Even South Park got in the joke, dedicated subplots and a comically indulgent amount of references over its last two episodes to just how many hours the residents of the small Colorado town were spending in the game’s virtual 19th century slice of the American South. A recent post on the excellent r/relationships subreddit detailing a 24-year-old woman whose boyfriend was spending a dangerously large amount of time playing the game felt especially relatable, if not a hilarious snapshot of the moment.

All of this is exactly why the newest iteration of Tetris is the perfect game for 2018. It only demands of you small segments of your free time — each session may last a few minutes, and only more if you’re in marathon mode or chugging through the game’s new “journey” mode. It’s also a game pleasantly devoid of cultural references, narrative that can be spoiled, and mechanisms that demand you sink as much time as humanely into achieving virtual goals.

Image: Enhance

Sure, it does have high scores and letter grades, as well as some unlockable avatars and music tracks. But Tetris Effect feels like a video game in the way the art form was originally conceived: as a way to shut out the outside world and focus, for just a few sweet minutes at least, on the task at hand — and not necessarily like a second job or a series of to-do lists. Tetris Effect also has the benefit of featuring a killer soundtrack and art design that make each of its stages a dynamic, interactive audio-visual experience, if you’re okay with a few moments of sensory overload. (You can tailor the intensity of the music and visual effects if you like in the settings.)

Last weekend, when Tetris Effect first hit the PlayStation Store, I picked it up despite its steep $40 price tag predominantly based on the strong reviews it was getting, and of the excellent trailer and a few Twitter videos showing off the music and visuals. Come Sunday night, I was enthralled by the game. I had put down Red Dead Redemption 2, stopped grinding out milestones in Destiny 2, and couldn’t help but sink in rewarding, two- to three-hour Tetris sessions throughout those initial post-launch days.

Tetris Effect can be put down because it will always feel fresh when you return

One of the best parts of the game though is the knowledge that I’m not missing out on anything by putting it down, and that no matter the conversation swirling about it on forums and social media, Tetris Effect will always be accessible and reliably fun when I pick it back up again.

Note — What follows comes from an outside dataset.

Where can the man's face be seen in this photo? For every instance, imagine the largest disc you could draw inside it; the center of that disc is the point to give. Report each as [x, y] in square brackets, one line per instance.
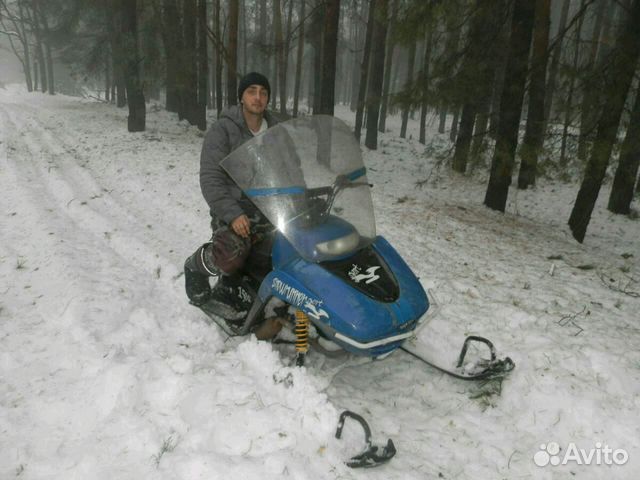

There may be a bit of nostalgia at play — though I was never a big Tetris fan, sinking back into the familiar zone of geometric matching does conjure feelings of my first puzzle game experiences on the Game Boy.

But Tetris Effect pushes past nostalgia and achieves something novel: it’s made seemingly anachronistic game design feel fresh again, by appealing to what makes the original Tetris great and combining with what so many of us, including those disillusioned or uninterested in the demanding video games of today, sorely need right now from such a product. It doing so, developer Enhance and Mizuguchi have made the best version of Tetris — here in 2018 when it has to compete with photorealistic simulations of the American frontier — that we’ve ever had.